If I was going down I might as well go down in flames. "And a couple more on standby."
Time stood still on the ranch, as it always had.
While the rest of the world marched forward with progress, life in west Texas remained.
Turning the rental car down the long dirt road that led to my childhood home, I couldn't help but feel overwhelmed with the memories of growing up here.
Memories of Gran, of Luke and me running through the fields planning out the day's mischief, and memories of
her.
Memories that I had spent the past four years running as hard as I could to get away from suddenly were drowning me.”
I pulled up in front of the two-story yellow house that had been the only home I had ever known, lined with cheerily blinking lights and the same evergreen bough hanging from the from door that had been there every Christmas for longer than I had lived.
It looked so cheerful and welcoming, disguising the sad reason I was really home.
I turned the key in the ignition and clutched the steering wheel with both hands, knowing I needed to get out of the car and walk up those wide country steps, but unable to do so.
Regret and remorse welled up in my chest and lodged in my throat as I let my gaze sweep over the places that were burned into my memory.
Seeing Gran's wicker rocker empty cut to my core, and I inhaled deeply and closed my eyes to ward off the tears I could feel building.
"You just going to sit in that car all day or are you going to come inside?"

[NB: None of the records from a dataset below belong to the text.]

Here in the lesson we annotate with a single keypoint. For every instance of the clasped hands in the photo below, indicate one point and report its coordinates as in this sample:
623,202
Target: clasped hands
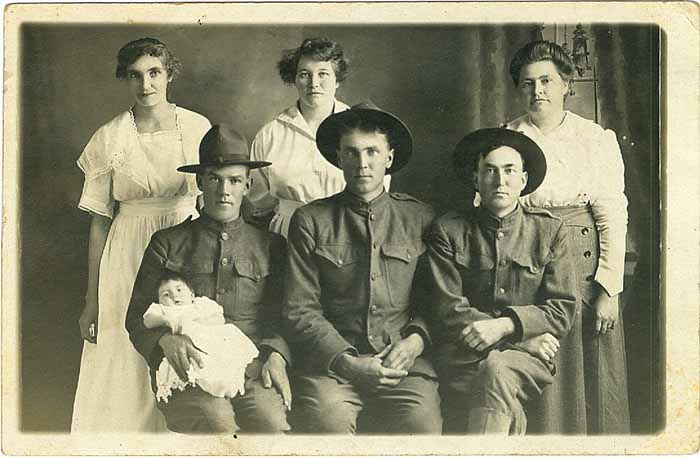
482,334
385,369
181,352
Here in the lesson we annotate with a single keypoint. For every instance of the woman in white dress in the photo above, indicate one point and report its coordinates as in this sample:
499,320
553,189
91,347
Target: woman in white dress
131,190
584,186
299,173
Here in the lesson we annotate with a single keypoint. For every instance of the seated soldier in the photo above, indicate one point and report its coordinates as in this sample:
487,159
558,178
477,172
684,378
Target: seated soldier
239,267
504,288
354,324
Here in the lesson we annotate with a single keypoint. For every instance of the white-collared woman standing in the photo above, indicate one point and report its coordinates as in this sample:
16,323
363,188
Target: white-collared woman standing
131,189
584,186
299,174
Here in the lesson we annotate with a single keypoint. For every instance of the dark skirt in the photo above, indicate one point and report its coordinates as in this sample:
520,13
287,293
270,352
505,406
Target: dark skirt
589,394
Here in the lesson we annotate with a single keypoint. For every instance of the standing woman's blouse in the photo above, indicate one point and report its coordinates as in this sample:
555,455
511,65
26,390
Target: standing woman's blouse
120,164
584,166
299,173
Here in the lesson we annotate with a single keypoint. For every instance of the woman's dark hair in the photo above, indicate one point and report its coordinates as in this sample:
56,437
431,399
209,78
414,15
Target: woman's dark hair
320,49
170,275
131,51
537,51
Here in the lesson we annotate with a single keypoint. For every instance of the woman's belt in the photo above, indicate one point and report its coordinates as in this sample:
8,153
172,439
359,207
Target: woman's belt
153,206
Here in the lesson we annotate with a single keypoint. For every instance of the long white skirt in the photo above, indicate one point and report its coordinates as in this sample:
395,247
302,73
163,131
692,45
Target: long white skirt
114,388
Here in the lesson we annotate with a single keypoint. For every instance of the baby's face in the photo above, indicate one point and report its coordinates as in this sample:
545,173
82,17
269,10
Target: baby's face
174,293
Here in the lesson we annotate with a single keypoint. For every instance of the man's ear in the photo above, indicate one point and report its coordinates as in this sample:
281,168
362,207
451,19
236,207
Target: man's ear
390,158
248,183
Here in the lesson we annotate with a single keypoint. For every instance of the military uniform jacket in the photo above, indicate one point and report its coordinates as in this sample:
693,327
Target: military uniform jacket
484,267
350,278
235,264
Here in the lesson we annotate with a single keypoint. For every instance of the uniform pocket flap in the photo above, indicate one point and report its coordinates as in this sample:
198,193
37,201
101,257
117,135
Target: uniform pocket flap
477,262
530,262
192,267
339,255
407,252
252,269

I started at the sound and time froze.
Monday leaned down to the open window, her honey blond hair blowing lightly in the breeze, filling the air with the clean citrus scent that had haunted my dreams.
I hated that my body turned towards her instinctively, like a flower turning towards the sunshine.

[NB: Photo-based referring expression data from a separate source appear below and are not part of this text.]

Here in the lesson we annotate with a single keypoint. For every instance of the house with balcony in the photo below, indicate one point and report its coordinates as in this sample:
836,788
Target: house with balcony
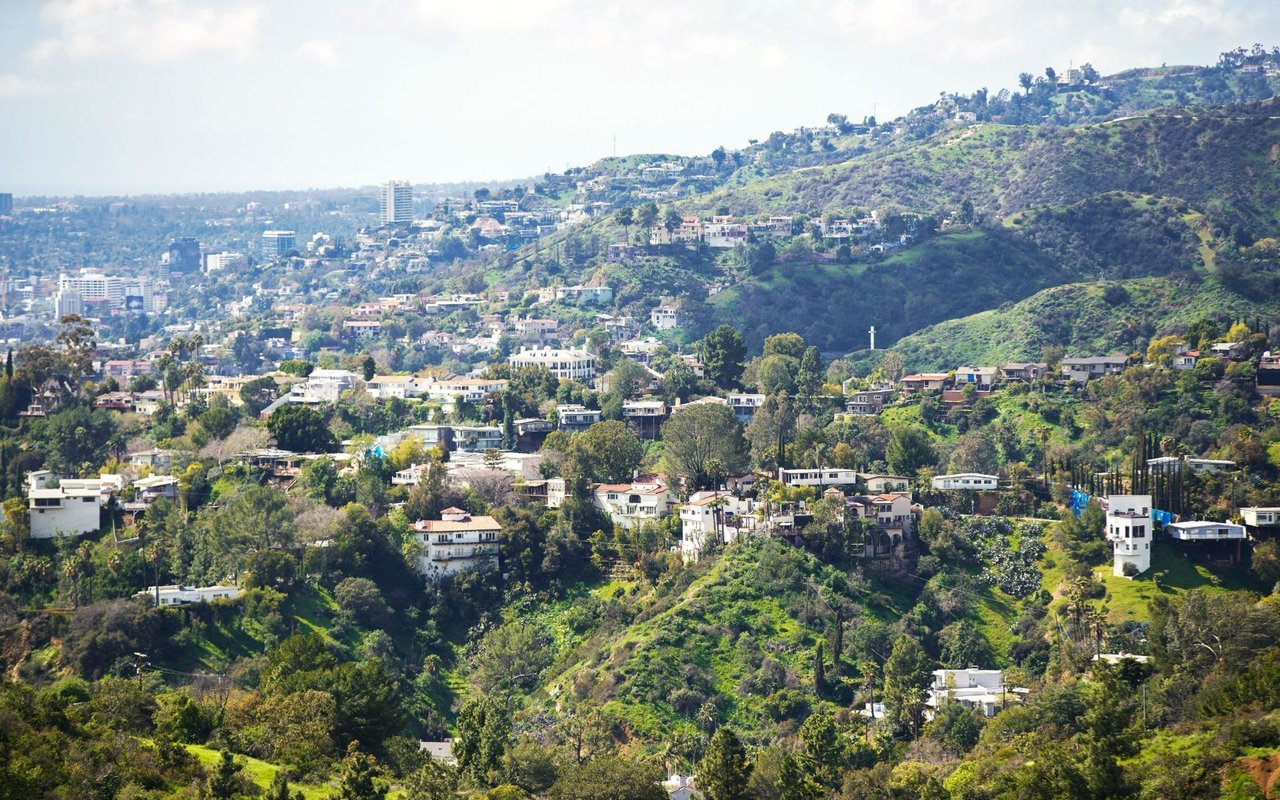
563,364
647,498
869,402
455,543
645,416
63,508
709,516
967,481
745,406
978,376
1129,530
1083,370
1023,373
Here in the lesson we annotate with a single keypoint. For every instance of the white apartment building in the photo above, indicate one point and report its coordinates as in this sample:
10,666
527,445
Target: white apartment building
967,481
563,364
71,508
397,202
1129,530
277,243
826,476
91,286
645,499
456,542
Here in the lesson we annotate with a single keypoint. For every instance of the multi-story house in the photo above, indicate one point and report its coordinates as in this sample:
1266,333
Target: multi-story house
1129,530
456,542
576,419
644,499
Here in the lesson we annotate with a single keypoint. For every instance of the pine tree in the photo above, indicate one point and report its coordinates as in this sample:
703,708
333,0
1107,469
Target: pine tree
725,771
225,781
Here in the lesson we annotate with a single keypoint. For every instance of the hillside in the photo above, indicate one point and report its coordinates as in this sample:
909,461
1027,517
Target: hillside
1093,318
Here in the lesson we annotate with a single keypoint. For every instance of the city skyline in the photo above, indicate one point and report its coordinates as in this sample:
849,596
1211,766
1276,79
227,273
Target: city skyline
141,96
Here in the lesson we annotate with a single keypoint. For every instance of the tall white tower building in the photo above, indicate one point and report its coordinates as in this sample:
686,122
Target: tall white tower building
397,202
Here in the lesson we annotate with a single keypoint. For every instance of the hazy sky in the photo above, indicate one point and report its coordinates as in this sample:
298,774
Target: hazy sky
127,96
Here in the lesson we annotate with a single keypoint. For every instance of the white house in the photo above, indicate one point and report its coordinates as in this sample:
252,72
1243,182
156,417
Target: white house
328,385
644,499
563,364
826,476
600,296
664,318
708,512
965,481
575,419
1258,516
745,405
177,595
456,542
1129,530
71,508
1080,370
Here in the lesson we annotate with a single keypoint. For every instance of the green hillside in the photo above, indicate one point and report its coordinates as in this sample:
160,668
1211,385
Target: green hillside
1083,318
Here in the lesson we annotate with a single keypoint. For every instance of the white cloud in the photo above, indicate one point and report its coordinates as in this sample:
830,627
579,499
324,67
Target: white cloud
319,51
17,86
147,30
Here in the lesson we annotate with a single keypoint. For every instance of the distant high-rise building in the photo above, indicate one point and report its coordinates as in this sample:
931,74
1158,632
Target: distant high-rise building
277,243
183,255
397,202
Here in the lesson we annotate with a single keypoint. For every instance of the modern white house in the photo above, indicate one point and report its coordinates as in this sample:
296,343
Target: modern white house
456,542
69,508
177,595
664,318
575,419
983,690
708,515
961,481
826,476
1258,516
745,405
1129,529
645,499
563,364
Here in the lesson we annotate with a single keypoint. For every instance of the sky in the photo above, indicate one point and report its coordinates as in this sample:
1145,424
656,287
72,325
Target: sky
140,96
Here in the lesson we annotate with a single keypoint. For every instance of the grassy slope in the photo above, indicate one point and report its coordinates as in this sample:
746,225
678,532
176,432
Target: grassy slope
693,627
1077,316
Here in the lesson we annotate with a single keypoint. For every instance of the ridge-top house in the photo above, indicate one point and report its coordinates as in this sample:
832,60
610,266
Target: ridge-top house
967,481
71,508
647,498
1082,370
1129,533
456,542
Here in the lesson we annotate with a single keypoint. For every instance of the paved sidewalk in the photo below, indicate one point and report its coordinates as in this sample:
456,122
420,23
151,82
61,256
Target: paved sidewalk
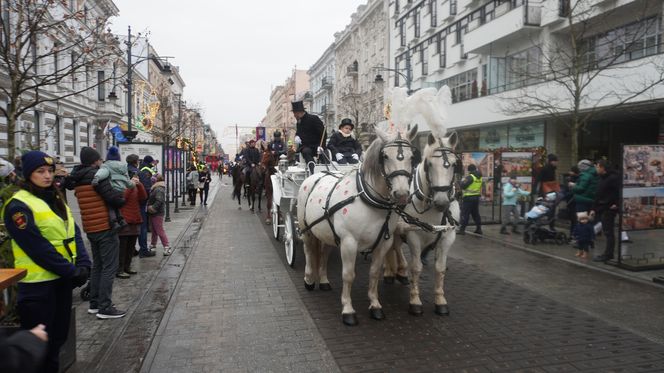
235,308
96,339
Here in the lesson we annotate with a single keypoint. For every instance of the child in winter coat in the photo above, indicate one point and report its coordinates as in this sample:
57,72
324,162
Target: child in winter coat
585,235
156,209
114,169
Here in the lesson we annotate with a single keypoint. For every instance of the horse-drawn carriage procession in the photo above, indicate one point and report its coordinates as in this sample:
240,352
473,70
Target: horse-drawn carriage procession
394,194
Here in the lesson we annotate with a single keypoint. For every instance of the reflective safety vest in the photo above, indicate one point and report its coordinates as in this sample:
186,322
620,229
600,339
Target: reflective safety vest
475,188
58,232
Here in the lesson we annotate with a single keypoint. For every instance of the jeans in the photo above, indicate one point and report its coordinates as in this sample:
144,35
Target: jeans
471,206
508,212
157,225
105,247
143,234
47,303
608,220
127,248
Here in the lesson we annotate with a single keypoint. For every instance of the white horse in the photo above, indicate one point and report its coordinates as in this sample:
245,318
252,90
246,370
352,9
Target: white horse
355,212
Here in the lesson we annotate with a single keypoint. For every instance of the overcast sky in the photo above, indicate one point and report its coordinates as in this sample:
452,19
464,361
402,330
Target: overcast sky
232,53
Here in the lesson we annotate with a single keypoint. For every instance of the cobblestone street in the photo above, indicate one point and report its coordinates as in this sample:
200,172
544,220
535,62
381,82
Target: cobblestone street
238,307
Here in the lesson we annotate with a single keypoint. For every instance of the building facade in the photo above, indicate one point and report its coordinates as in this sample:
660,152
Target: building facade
321,80
510,64
361,52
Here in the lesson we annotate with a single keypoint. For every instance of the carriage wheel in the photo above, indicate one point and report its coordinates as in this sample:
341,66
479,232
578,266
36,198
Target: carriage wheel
275,220
289,238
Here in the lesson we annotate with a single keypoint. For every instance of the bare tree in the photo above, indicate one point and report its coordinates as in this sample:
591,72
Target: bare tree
576,74
44,44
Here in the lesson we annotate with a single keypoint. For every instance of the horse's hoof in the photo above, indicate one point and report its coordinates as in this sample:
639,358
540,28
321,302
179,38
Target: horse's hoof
442,310
349,319
377,313
415,309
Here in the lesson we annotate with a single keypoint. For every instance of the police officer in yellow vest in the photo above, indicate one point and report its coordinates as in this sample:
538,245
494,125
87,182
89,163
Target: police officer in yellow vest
472,190
47,242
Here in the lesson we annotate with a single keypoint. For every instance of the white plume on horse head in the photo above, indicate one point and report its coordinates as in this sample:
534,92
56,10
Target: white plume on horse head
432,104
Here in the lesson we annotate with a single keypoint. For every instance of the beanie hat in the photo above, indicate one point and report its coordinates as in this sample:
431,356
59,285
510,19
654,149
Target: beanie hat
33,160
584,165
132,159
6,168
89,156
113,154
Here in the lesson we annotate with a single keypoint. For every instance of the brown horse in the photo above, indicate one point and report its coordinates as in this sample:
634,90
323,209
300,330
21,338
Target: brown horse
268,162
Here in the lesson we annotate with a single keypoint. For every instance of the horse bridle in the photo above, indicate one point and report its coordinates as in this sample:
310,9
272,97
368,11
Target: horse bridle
400,144
449,189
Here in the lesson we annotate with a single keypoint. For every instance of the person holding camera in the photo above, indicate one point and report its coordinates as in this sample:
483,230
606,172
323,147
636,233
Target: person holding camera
511,192
47,243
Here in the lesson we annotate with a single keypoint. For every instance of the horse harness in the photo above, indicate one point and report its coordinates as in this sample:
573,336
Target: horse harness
450,189
366,194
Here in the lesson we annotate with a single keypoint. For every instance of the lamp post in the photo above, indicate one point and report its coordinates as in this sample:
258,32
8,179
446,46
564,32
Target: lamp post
129,134
406,75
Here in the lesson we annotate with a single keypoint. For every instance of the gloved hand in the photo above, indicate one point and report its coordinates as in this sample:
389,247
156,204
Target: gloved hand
80,277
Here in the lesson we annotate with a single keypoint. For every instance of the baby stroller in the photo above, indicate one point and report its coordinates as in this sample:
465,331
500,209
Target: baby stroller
539,219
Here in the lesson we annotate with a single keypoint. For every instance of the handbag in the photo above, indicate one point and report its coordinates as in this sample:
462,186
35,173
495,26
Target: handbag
550,186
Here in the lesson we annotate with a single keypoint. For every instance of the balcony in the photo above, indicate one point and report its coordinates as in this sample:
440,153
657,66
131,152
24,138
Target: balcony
510,24
326,83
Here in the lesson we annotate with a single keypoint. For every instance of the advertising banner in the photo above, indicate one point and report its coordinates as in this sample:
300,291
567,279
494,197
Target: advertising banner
519,164
642,210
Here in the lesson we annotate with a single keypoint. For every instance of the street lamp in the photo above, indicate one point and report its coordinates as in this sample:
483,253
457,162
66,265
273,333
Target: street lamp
129,134
406,75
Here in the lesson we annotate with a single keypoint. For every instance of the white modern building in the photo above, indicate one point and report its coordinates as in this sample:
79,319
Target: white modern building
321,83
508,63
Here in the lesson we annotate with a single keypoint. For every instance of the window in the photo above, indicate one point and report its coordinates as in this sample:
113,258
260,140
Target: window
424,60
441,50
463,86
101,89
76,136
433,11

"Come on inside, Cody," she said gently, her warm golden eyes filled with concern. "You must be exhausted.
I know how much you hate flying.
Let's get you inside and get you something warm to drink."
I wanted to say something cutting, something so cruel that we would both remember that I hadn't forgiven her for running off with my best friend as soon as I left for college, but as soon as I turned to face her, the words died in my throat. I hadn't expected to feel my heart well up at the sight of her again, my arms twitching with the need to wrap around her slender form and pull her into my chest.
Four years away from here, convincing myself I was over her, and the first sight of her told me that I still loved her, that I would probably always love her.
My heart was broken and scarred, and each time it beat out the rhythm of her name it throbbed angrily, but still it couldn't heal. Not while she still held all the pieces in her delicate hands.
Unable to trust my voice, I nodded and opened the car door and climbed out.
My fingers tingled with the need to touch her, to comfort her for the pain that I knew she felt as keenly as I did at Gran's loss.
If anybody loved my Gran as much as I did, it was her.
"Monday," I whispered, the taste of her name in my mouth familiar and alien at the same time. "I—"
"I know," she interrupted me, stepping into me and draping her arms around my neck.
Before I could stop myself, my arms encircled her waist and crushed her to me, hoping that she couldn't feel my body trembling beneath her touch.
I buried my face in her hair and inhaled deeply, amazed at how much my body remembered the feel of this, of her softness against my chest.
Even though I knew she was nothing but trouble, my body cried out for her.
This was what home felt like, and no matter how I tried, I couldn't deny her.
I hated her for that.
Why couldn't I let her go?
"There you are." A familiar gravelly voice interrupted my thoughts and I stiffened, icy anger sliding down my spine.
I released Monday and stepped back, putting distance between us. I clenched my hands into fists at my side to keep from pushing her behind me and shielding her from Luke.
She wasn't mine anymore. I had to remember that, and standing before me with a broad grin like nothing had ever changed between us, like he hadn't buried a knife so deep in my back it was still lodged there, was the reason why.
"I was wondering when you were going to get in.
I wish you would have just let me pick you up at the airport."